The Douglas F4D Skyray (later redesignated F-6 Skyray) is an American carrier-based fighter/interceptor built by the Douglas Aircraft Company. Although it was in service for a relatively short time (1956-1964) and never entered combat, it was the first carrier-launched aircraft to hold the world’s absolute speed record, at 752.943 mph, and was the first United States Navy and United States Marine Corps fighter that could exceed Mach 1 in level flight.

Aircraft Details
& Specifications

Mission: Carrier-based Fighter/Interceptor

Service Dates: 1956-1964

Manufacturer: Douglas Aircraft Company; Santa Monica, CA

Bureau Number: 139177



Length: 45 ft, 8 in 

Wing Span: 33 ft, 6 in 

Height: 13 ft


Max Speed: Mach .94 (627 kts / 722 mph) 

Rate of climb: 21,400 ft/min


Ceiling: 55,500 ft 

Range: 973 nm (1,120 mi) 

Powerplant: 1 × Pratt & Whitney J57-P-2

Thrust: 8,000 lbs (dry), 16,000 lbs (AB)


Guns: 4 × 20mm Colt Mk. 12 cannon, 70 rounds per gun

Missiles: 4 × AIM-9 Sidewinder

Rockets: 76 × 2.75 in rockets

Bombs: 2 × MK-81 2,000 lb GP


External Stations: 7– 1 wing, 6 wing

Total External Load: 4,000 lbs

Crew: Pilot only

It was the last fighter produced by the Douglas Aircraft Company before it merged with McDonnell Aircraft and became McDonnell Douglas.
The Ed Heineman designed Skyray was a wide delta wing design with long, sharply swept, rounded wings based on the designs and research of the German aerodynamicist Alexander Lippisch. The design was named for its resemblance to the manta ray. The thick wing roots contained the air intakes feeding a single turbojet engine. Fuel was contained both in the wings and the deep fuselage. Leading edge slats were fitted for increased lift during takeoff and landing, while the trailing edges were mostly elevon control surfaces. Additional pitch trimmers were fitted inboard near the jet exhaust, and were locked upwards on takeoff and landing.
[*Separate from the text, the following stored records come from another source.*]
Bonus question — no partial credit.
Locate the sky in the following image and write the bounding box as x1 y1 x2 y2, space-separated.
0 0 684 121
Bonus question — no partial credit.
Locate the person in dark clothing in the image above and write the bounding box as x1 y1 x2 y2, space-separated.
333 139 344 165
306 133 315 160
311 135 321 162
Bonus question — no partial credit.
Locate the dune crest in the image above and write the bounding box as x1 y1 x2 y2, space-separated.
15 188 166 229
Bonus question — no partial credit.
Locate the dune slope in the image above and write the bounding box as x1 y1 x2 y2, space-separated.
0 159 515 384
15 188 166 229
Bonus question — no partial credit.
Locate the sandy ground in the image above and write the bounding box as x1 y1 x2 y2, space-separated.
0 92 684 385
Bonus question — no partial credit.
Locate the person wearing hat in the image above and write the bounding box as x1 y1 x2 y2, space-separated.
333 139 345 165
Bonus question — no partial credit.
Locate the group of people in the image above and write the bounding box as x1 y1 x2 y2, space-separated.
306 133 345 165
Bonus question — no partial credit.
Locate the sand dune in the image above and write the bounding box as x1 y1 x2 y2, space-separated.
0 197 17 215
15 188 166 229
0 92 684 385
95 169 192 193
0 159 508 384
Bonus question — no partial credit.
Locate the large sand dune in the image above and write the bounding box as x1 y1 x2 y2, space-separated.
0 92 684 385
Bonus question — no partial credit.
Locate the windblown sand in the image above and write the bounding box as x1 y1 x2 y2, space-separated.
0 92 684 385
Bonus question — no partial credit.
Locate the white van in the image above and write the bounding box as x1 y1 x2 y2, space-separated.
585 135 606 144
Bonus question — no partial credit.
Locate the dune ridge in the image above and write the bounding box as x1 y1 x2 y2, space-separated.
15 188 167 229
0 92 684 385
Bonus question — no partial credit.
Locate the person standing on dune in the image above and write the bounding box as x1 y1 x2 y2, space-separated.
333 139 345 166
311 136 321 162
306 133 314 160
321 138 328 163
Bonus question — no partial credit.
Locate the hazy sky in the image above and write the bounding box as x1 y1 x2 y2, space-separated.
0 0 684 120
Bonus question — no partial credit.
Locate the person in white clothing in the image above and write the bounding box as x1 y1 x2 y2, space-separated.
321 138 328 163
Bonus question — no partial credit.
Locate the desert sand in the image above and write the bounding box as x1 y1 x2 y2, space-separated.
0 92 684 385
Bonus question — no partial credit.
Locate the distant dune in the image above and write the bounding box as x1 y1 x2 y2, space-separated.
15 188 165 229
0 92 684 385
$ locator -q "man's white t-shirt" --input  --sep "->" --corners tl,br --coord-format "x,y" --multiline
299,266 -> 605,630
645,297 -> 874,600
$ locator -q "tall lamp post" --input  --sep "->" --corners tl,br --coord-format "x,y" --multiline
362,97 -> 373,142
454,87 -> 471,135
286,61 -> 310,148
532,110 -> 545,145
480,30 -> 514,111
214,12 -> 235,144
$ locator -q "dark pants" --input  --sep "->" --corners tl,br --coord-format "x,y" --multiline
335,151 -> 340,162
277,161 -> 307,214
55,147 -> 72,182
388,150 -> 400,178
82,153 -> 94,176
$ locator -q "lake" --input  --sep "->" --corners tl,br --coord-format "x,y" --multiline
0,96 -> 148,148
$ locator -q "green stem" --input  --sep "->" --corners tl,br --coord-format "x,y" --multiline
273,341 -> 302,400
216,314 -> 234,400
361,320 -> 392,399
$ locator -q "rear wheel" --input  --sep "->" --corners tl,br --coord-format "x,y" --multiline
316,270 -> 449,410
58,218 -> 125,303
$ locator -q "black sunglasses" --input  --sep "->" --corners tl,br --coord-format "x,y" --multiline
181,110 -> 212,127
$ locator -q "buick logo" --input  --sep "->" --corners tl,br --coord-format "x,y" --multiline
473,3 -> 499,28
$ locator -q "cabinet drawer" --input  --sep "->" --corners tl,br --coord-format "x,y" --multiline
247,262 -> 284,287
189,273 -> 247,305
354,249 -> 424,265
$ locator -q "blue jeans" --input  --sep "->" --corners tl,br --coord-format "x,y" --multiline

Production aircraft were not delivered until early 1956, while the United States Marine Corps received their first in 1957. In total, 419 F4D-1 (later designated F-6 in the unified designation system) aircraft were produced. The Skyray was designed exclusively for the high-altitude interception role, with a spectacular rate and angle of climb. It set a new time-to-altitude record, flying from a standing start to 49,221 feet (15,003 m) in 2 minutes and 36 seconds, all while flying at a 70° pitch angle. As a dedicated interceptor, the F4D was unsuited to the multi-mission capabilities soon in demand, so it had a short career in Navy and Marine Corps service, the last aircraft being withdrawn from service in 1964.

F4D-1 (BuNo 139177) was accepted at Douglas Aircraft’s El Segundo Plant on October 7, 1958. It was flown to NAS Alameda where it was placed on a ship to supplement Marine Fighter Squadron (All Weather) – ONE ONE FIVE (VMF(AW)-115) which was supporting the Formosa Straits Crisis. VMF(AW)-115 along with other MAG-11 units flew missions out of Pingtun North airfield in Taiwan. Once the crisis died down, MAG-11 returned to NAS Atsugi and ‘177 was transferred to the Navy’s VF-141 aboard the USS Ranger (CV-61) during its first WESTPAC cruise. Prior to USS Ranger’s return to Alameda, ‘117 was flown off to NAS Atsugi where it then joined VF-213 aboard USS Lexington (CV-16) for its WESTPAC cruise. It returned with USS Lexington to NAS North Island in December 1959. On February 18, 1960 it was transferred back to the Marine Corps and VMF(AW)-314 where it returned to NAS Atsugi. In September 1960 it was sent to VMF(AW)-513 at MCAS El Toro where it made several deployments to NAS Atsugi with ‘513 and VMF(AW)-542. On June 25, 1963 ‘177 was placed in storage at NAF Litchfield Park, Arizona. It was pulled out of storage on April 2, 1965 and returned to service with Naval Air Test Center’s Research, Test, Development and Evaluation lab at NAS Patuxent River, Maryland. On May 1, 1966 it moved over to the Naval Test Pilot School where it remained until it was struck off charge on November 25, 1969 with 1,744 total airframe hours. It was displayed at the USMC Air/Ground Museum at Quantico, VA in February 1970 before moving to the Flying Leatherneck Aviation Museum. This aircraft is on loan from the National Museum of the Marine Corps.